Still, old dynamics die hard, said Gina Barreca, a humorist as well as a professor of English literature and feminist theory at the University of Connecticut. She said if a powerful man exists, there will be a woman somewhere waiting to sleep with him to gain access to that power and the benefits that come with it.

“I think for a very long time in our culture the closest a woman could get to power was sleeping with it because she couldn’t get any of their own,” Barreca said. “Women fell in love with Henry Kissinger even though he looked like Yoda. I didn’t see the reverse happening. I didn’t see adoring men following Madeline Albright around.

“Fame and influence. It doesn’t matter what they look like. If they have achieved something, they’ll find groupies to follow them around. A lot of women still feel their only chance to get close to power is for power to put his arm around them. And that’s what we need to change.”

In many cases, when mistresses enter public life through their liaisons with famous and powerful men, they can use the opportunity to cash in. This appears to be the inevitable result of living in a celebrity-obsessed culture, said Barreca.

“For instance, it was a little scary when Eliot Spitzer’s girlfriend got an advice column (Ashley Dupre was hired by the New York Post to write a column on sex and relationships),” Barreca said. “It’s deep irony. It’s almost like The Onion, except it’s real.

“This is what translates into power in our world. (Jerry) Seinfeld’s ex-girlfriend (Shoshanna Lonstein) had her own line of lingerie. Until that stops having some kind of currency, where women say, ‘I will wear underwear made by someone’s ex-girlfriend,’ then we need to keep women in school longer.”

Of course, not everyone believes the “mistress as a career path” theory. Peter Lehman, director of the Center for Film, Media and Popular Culture at Arizona State University, feels women drift toward men like Woods and James because of something more basic: their masculinity.

“We use the term ‘body guys’ to refer to a certain kind of masculinity that has been emphasized strongly and has evolved strongly in the last couple of decades in our culture that places an increasing emphasis on the body rather than the mind,” Lehman said. “And frequently it has a strong anti-intellectual aspect, so it’s the celebration of the body and sexuality over the mind and intellect.

“Sandra Bullock is a very successful career woman, and at the time this all broke she had achieved the highest honor her profession accords (an Academy Award).

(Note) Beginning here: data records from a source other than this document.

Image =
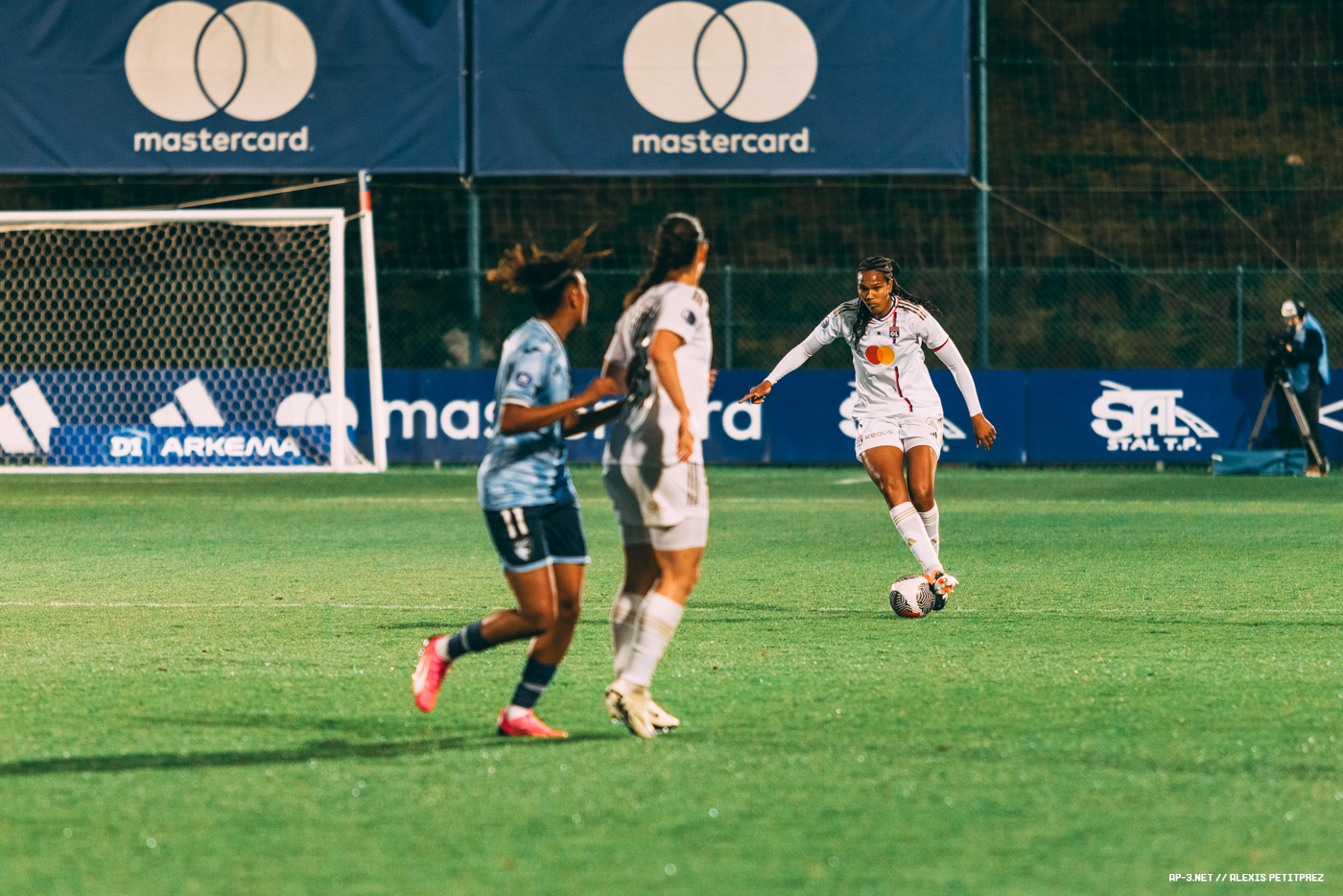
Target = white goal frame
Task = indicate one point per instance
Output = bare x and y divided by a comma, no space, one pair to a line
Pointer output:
342,457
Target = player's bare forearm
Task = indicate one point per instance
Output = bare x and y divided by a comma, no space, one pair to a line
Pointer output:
520,418
758,393
984,432
575,423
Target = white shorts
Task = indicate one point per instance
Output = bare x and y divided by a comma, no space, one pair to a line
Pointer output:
664,507
902,430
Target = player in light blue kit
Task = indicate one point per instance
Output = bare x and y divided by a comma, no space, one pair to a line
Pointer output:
524,486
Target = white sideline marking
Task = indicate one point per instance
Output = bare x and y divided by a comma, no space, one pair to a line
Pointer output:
449,606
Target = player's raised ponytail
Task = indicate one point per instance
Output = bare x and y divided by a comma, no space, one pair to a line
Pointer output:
888,268
678,238
544,274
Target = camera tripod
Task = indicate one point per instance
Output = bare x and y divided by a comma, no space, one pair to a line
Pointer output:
1296,413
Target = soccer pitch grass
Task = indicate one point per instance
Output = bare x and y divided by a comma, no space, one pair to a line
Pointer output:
204,688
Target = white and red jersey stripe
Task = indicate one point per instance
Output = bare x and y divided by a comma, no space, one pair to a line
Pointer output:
889,371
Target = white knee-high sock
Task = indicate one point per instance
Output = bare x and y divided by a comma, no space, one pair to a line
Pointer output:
658,618
912,530
931,529
624,624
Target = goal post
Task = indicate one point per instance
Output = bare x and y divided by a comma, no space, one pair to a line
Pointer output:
187,340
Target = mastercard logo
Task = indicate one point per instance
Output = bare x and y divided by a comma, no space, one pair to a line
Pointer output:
880,355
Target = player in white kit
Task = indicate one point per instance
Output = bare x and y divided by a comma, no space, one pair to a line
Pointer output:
653,465
899,412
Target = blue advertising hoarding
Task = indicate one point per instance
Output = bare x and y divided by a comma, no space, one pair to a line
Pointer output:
252,86
1043,416
1157,415
449,415
682,87
247,418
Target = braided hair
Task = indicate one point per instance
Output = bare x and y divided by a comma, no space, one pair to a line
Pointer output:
678,238
889,269
546,275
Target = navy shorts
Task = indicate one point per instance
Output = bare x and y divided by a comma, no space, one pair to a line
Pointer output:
533,537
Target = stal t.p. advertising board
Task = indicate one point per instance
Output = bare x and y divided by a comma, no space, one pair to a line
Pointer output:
191,86
795,86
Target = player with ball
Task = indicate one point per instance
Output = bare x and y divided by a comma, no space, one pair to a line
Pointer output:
899,412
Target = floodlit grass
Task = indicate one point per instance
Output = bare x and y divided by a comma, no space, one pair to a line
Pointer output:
204,690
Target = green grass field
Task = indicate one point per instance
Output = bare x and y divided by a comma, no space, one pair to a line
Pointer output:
204,690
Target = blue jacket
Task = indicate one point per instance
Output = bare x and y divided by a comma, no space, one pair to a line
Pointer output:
1300,373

Obviously she is attracted to this cyclist, who is most associated with the motorcycle culture, as a man who holds a certain kind of sexual appeal and an attractiveness for her. That extends to all these other women who are attracted to having affairs,” said Lehman, who is also co-author along with Susan Hunt of the upcoming book “Lady Chatterley’s Legacy in the Movies: Sex, Brains and Body Guys.”

But what stands out for Bettina Aptheker, professor of feminist studies at the University of California at Santa Cruz, is that while it may seem that some mistresses are temporarily empowered by their association with famous and powerful men, ultimately it can have a long-term negative effect on themselves and younger women out there who observe their situations.

“I don’t know the people involved. There could be genuine affection,” she said. “But when you enter into an intimate relationship that is not based on mutual affection and love and respect, then it’s degrading for both people. It’s degrading for the man, too.

“The way the media represents it, the publicity it gets, sends a very unfortunate message. In my career as a professor it comes up often. The young women — 17, 18 years old — that’s all they see when they’re reading magazines and watching television.”

Said Barreca, “It’s the worst possible way for women to look for safety. You can look for love in a relationship, but you can’t look for safety. And you can’t look for a definition of yourself.”